Volunteering at a battered-women's shelter in Detroit certainly met the requirement, so Humphreys began taking blood pressure and compiling patient histories. It was not long before she realized that everything she thought she knew about battered women and their children was wrong. "What I was seeing at the shelter tremendously affected me because it didn't jibe with the literature. These women were not masochists. They were not passive. They were not at fault. And they often had very good relationships with their children."

So what did Humphreys do? She changed the literature by writing a book, "Nursing Care of Survivors of Family Violence," which won the American Journal of Nursing award in 1984. It is now in its third edition. "I have spent my research career [the last eight years of which have been at the UCSF School of Nursing] trying to resolve these discrepancies between reality and practice." Along the way, she -- and the cadre of students she has inspired -- have helped hundreds of battered women in ways big and small. "Sometimes just by helping these women with an ingrown toenail or a child's ear infection I can keep them out of the emergency room. Think about what that means. Appearing in public can be very risky."

Ending the cycle of violence

Now a mother to an aspiring ballerina and a national expert on family violence with teaching responsibilities for courses in family theory and practice, data collection and ethics, and violence and health, Humphreys still finds time to offer her services to families at one of three San Francisco battered- women's shelters. Even as an experienced advocate and activist, Humphreys finds it a humbling and informative experience. "While it's true that violence often occurs in women who are young and poor, poverty is less a cause of violence than the reason they feel trapped." Indeed, most studies show, says Humphreys, that over a five-year period, a majority of abused women break away from their abuser or find a way to make it stop. And that is critically important, since violence will increase in frequency over time.

When it comes to the children of abused women, so-called common knowledge is also full of errors. Humphreys has confirmed -- and reported in her award-winning book -- that they have fewer behavioral problems and cognitive difficulties than once thought. In fact, as many as 70 percent of these children do not manifest any serious pathology at all. "There is a resiliency among them that is quite remarkable, and oftentimes it stems from the mother who has found a way to mitigate the effects of the abuse."

Still, with the estimated number of abused women and their children in the millions, there remains plenty of room for shame, desperation, tragedy and sheer exasperation. In San Francisco, for example, shelters are in short supply. "Seventy-five to 80 percent of the women who seek shelter are turned away," says Humphreys. "That means we have to work with them where they are."

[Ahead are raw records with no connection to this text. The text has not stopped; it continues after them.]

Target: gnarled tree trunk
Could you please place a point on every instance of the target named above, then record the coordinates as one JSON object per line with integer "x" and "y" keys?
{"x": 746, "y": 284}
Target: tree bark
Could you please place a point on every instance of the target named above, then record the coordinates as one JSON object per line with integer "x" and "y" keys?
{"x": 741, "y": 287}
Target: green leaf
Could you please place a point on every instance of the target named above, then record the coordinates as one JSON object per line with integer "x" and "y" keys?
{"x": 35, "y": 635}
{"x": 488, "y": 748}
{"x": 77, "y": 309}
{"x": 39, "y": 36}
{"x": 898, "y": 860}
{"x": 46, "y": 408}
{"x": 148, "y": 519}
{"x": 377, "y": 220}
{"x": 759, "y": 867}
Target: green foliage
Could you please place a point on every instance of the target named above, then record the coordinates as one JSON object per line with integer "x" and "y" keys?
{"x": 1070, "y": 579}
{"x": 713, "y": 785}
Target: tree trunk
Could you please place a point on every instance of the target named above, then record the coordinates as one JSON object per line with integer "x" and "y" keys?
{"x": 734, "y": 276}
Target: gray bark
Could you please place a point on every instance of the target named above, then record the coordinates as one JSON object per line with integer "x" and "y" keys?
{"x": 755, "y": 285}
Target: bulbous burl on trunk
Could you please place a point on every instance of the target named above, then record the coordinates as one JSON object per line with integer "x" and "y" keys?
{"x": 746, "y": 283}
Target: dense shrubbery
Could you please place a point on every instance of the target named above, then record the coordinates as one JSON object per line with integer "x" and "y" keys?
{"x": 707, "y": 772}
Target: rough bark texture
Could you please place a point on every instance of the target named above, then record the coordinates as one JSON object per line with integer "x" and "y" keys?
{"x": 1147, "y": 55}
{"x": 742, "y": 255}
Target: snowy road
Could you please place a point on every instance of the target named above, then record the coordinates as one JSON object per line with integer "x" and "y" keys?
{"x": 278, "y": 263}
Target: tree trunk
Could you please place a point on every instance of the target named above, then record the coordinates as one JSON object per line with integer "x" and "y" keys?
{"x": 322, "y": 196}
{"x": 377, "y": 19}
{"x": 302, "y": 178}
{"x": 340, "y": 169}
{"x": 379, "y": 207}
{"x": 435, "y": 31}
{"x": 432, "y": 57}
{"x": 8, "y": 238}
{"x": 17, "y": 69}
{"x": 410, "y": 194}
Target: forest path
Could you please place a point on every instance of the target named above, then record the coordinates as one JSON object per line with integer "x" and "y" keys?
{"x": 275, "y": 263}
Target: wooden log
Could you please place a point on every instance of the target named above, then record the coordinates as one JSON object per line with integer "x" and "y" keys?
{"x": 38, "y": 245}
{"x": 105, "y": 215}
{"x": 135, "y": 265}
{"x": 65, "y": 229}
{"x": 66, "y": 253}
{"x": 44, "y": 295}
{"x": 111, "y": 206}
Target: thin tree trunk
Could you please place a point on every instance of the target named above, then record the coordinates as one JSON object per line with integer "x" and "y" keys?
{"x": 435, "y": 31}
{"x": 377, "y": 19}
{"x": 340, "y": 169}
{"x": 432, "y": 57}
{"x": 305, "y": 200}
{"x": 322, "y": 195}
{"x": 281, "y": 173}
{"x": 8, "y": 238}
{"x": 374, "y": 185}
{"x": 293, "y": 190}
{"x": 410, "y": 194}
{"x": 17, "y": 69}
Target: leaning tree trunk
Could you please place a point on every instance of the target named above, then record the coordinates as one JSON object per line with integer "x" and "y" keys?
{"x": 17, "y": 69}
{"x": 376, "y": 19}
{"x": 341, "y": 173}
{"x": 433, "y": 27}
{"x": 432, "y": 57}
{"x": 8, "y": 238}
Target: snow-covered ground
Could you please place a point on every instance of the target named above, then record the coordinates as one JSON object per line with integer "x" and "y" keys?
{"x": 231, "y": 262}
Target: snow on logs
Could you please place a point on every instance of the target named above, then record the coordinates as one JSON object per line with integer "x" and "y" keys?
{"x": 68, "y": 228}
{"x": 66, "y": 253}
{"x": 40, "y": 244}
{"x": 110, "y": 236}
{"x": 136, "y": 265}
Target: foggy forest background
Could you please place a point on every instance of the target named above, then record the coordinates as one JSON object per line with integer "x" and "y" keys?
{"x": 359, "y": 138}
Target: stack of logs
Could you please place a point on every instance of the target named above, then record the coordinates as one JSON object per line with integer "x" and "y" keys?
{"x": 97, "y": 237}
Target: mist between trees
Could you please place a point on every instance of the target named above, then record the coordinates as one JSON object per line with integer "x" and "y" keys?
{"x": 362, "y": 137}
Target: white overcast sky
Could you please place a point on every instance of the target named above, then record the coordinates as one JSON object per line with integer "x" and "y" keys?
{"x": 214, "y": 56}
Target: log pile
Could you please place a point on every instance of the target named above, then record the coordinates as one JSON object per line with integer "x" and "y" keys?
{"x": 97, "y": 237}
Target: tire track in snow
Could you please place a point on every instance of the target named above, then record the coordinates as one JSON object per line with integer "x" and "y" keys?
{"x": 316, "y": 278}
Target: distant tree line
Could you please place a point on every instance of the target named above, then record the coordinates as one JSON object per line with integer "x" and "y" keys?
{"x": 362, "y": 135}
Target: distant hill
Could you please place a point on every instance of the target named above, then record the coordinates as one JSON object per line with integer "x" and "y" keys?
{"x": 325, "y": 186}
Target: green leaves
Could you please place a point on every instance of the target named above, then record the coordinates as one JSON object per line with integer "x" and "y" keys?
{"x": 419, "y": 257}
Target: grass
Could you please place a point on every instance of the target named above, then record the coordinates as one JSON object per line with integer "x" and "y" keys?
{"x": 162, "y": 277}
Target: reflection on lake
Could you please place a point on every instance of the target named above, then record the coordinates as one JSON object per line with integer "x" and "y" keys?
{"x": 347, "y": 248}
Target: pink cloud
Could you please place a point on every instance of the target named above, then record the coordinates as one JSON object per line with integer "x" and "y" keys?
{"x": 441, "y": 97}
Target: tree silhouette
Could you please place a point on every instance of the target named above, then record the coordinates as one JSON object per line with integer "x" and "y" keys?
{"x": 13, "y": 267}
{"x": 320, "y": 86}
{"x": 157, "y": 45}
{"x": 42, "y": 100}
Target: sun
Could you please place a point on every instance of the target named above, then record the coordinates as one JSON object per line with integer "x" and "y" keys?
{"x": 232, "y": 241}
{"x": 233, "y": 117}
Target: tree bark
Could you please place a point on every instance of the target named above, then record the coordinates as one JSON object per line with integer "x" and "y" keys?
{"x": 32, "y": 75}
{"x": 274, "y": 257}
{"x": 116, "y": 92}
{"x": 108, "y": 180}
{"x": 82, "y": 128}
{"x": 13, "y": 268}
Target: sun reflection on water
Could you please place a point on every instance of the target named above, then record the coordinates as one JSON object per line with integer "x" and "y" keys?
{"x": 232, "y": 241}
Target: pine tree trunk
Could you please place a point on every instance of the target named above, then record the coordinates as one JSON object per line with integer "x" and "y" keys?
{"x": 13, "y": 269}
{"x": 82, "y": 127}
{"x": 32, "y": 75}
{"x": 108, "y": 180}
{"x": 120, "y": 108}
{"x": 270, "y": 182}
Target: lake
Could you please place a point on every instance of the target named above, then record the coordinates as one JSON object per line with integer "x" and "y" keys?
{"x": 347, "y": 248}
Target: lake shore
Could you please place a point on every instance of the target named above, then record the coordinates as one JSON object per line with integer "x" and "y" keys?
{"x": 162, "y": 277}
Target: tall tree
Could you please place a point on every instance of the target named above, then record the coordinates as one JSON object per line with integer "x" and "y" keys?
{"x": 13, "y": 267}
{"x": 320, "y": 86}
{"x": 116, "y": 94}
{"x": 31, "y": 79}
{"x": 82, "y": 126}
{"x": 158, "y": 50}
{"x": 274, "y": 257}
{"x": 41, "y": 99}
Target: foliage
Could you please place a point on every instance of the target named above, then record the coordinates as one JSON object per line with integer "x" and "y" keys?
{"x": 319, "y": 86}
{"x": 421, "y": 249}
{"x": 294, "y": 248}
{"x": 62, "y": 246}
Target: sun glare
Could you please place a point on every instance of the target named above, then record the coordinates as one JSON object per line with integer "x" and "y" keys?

It also means that health care professionals must be alert to the warning signs of possible abuse -- from chronic depression to physical injuries -- and willing to intervene. "You often have to approach these women with words of care and concern to let them know that it is all right to talk about what is happening at home." The goal is to stir the women to action and to help them with such necessities as clothing, health care, housing and day care. "If you're passive, you're dead. You have to fight to survive and to protect your children. And many women, no matter how isolated, find a way. Isn't that remarkable?"